This week I learned 12 — late post
Disclaimer: I’m still pretty new to rust, so there’s a non-zero chance some of the information below is incorrect. If you see anything wrong please let me know.
In Rust there are two ways to use polymorphism:
- Statically
- Dynamically
Static polymorphism is achieved with generic functions. Consider a function
that prints the contents of a file line by line. The standard library provides
a File
struct that can be used to construct a BufReader
.
let file = File::open("foo").unwrap();
let mut buf_reader = BufReader::new(file);
BufReader
implements BufRead
that affords printing lines from a file. A
function to print lines using a BufReader
might look like this:
fn print_lines(b: &mut BufReader<File>) {
let mut buffer = String::with_capacity(1024);
while let Ok(s) = b.read_line(&mut buffer) {
if s == 0 {
return;
}
print!("{}", buffer);
buffer.clear();
}
}
This works fine to print lines for a BufReader
, however, it doesn’t work for
reading lines from stdin
. While the function looks exactly the same for
reading lines from stdin
, we’d have to write an entirely seperate function to
do so. This is where polymorphism comes in.
Since BufReader
and StdinLock
both implement BufRead
, we can rewrite
print_lines
to take a generic T
that implements BufRead
.
fn print_lines<T: BufRead>(b: &mut T) {
let mut buffer = String::with_capacity(1024);
while let Ok(s) = b.read_line(&mut buffer) {
if s == 0 {
return;
}
print!("{}", buffer);
buffer.clear();
}
}
This accomplishes our goal of printing from a file (BufReader
) or
stdin
(StdinLock
). An important note is that this decision happens
statically.
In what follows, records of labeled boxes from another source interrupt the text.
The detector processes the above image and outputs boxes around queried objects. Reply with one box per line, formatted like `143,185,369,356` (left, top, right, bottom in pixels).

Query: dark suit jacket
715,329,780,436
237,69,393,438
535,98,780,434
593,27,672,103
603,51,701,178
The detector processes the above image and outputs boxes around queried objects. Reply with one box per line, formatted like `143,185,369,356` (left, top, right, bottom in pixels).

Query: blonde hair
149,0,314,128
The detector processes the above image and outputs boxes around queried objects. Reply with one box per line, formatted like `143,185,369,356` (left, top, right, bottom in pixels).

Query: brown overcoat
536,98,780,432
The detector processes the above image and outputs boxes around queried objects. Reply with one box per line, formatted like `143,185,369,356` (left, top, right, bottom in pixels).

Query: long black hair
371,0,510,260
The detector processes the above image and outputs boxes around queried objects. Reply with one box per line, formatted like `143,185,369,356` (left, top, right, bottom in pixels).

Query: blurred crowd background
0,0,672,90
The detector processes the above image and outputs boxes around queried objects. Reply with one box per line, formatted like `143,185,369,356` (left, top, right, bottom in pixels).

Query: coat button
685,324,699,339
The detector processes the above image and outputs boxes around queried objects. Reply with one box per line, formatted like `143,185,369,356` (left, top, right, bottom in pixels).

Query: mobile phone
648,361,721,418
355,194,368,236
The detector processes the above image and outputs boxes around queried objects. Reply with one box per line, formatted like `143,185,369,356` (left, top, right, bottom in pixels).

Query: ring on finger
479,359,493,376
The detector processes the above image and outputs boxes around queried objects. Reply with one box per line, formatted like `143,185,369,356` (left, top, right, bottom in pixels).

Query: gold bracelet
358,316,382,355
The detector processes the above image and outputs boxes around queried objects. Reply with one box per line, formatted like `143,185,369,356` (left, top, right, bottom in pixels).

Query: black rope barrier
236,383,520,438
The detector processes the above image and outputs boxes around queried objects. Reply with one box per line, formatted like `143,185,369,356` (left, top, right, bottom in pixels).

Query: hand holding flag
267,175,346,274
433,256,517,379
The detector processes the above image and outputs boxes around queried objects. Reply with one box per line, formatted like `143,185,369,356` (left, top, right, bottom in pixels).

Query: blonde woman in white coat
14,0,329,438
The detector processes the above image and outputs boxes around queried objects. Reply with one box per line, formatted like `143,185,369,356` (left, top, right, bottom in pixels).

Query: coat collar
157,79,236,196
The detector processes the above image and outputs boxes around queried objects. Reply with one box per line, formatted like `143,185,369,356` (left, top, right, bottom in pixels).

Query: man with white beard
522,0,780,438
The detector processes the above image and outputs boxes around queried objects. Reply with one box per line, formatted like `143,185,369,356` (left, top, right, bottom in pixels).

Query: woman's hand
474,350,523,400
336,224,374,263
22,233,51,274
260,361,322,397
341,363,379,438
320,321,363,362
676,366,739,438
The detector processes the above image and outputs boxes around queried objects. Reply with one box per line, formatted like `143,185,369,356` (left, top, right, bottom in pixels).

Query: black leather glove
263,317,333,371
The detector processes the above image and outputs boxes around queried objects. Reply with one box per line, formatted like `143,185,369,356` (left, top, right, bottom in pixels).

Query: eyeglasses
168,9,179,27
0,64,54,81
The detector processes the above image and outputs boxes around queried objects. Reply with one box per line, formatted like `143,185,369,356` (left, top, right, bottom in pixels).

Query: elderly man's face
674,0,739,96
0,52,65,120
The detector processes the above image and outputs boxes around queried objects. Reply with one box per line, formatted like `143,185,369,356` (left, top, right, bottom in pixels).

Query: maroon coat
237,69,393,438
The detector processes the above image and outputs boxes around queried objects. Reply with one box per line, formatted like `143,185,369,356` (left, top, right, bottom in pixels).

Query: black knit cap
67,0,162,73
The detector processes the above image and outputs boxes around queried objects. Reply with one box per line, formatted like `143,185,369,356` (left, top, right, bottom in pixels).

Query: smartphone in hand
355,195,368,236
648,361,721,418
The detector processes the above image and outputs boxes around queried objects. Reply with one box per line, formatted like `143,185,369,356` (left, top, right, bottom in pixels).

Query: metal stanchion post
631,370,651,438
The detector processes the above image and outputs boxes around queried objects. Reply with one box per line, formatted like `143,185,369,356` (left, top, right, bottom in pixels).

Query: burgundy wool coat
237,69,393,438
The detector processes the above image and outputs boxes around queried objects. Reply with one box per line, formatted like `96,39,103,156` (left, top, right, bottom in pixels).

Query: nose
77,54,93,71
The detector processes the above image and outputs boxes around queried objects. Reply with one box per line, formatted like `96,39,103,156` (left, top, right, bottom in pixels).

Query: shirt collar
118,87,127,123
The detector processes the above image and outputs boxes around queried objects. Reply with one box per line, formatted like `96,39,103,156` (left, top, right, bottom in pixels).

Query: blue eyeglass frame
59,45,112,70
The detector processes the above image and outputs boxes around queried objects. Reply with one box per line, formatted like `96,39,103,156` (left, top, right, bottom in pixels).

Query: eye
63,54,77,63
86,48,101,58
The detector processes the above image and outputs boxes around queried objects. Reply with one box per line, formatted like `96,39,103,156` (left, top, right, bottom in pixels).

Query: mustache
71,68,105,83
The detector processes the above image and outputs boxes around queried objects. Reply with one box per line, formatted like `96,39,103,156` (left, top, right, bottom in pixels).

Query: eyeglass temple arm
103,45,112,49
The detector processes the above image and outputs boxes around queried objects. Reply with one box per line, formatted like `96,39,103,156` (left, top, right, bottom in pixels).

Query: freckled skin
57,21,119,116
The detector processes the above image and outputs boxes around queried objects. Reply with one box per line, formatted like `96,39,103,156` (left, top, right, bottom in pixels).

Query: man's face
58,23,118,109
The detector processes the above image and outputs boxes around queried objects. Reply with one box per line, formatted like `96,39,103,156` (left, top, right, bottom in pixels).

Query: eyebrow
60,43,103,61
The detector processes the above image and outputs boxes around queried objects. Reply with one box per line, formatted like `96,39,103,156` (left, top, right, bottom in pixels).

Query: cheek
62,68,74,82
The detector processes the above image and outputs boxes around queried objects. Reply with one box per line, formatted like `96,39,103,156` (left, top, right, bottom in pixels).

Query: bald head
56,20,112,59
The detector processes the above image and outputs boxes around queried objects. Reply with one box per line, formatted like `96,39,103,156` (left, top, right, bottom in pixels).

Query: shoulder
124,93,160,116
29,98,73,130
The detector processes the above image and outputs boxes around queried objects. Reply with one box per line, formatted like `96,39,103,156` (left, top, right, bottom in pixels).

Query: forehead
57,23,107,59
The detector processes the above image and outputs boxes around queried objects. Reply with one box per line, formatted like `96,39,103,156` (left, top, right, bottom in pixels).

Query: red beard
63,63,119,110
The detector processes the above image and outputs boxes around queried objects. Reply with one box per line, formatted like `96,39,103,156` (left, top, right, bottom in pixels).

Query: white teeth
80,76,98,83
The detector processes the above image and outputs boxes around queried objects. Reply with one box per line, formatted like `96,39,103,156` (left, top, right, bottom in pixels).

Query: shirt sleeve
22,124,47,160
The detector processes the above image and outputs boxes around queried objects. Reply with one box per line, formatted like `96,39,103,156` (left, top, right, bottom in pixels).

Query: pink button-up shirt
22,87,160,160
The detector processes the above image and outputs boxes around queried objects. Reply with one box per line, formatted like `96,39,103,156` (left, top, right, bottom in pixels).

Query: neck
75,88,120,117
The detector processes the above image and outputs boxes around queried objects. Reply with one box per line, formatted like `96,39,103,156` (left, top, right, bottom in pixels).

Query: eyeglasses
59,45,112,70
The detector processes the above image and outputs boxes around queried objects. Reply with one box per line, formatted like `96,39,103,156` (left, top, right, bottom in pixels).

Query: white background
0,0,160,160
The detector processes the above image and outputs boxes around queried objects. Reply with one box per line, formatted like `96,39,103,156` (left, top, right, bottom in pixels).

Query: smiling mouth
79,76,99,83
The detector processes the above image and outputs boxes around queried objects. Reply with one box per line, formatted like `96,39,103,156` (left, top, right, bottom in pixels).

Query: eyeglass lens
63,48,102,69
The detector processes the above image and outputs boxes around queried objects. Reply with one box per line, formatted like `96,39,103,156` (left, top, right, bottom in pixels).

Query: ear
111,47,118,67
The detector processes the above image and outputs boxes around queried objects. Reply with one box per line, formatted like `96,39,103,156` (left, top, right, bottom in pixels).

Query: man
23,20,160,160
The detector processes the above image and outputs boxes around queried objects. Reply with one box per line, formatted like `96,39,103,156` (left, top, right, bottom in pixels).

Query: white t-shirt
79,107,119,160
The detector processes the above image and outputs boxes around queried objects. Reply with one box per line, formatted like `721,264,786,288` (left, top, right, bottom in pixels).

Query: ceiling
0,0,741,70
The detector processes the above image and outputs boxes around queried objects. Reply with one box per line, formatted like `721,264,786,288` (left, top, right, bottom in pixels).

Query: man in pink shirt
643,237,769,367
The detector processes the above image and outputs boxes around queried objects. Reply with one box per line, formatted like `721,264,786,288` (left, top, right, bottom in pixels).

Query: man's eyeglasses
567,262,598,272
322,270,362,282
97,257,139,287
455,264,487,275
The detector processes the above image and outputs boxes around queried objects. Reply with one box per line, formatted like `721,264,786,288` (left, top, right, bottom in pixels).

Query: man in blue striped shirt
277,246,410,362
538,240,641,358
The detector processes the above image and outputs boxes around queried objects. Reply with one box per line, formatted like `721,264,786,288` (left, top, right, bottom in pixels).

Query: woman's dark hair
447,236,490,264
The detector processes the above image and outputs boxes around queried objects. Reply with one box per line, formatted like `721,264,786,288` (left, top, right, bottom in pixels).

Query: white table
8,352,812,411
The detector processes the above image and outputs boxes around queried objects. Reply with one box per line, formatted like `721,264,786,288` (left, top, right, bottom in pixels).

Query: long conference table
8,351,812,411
That is, the compiler stamps out the correct print_lines
when
rustc
compiles our code.
The alternative to this approach is dynamic polymorphism (similar to C++’s virtual methods).
Implementing print_lines
with dynamic polymorphism looks like this:
fn print_lines(b: &mut dyn BufRead) {
let mut buffer = String::with_capacity(1024);
while let Ok(s) = b.read_line(&mut buffer) {
if s == 0 {
return;
}
print!("{}", buffer);
buffer.clear();
}
}
Not much changed although, now our program only has one print_lines
for both
StdinLock
and BufReader
. This is dispatched dynamically at runtime (again
similar to a virtual method call in C++).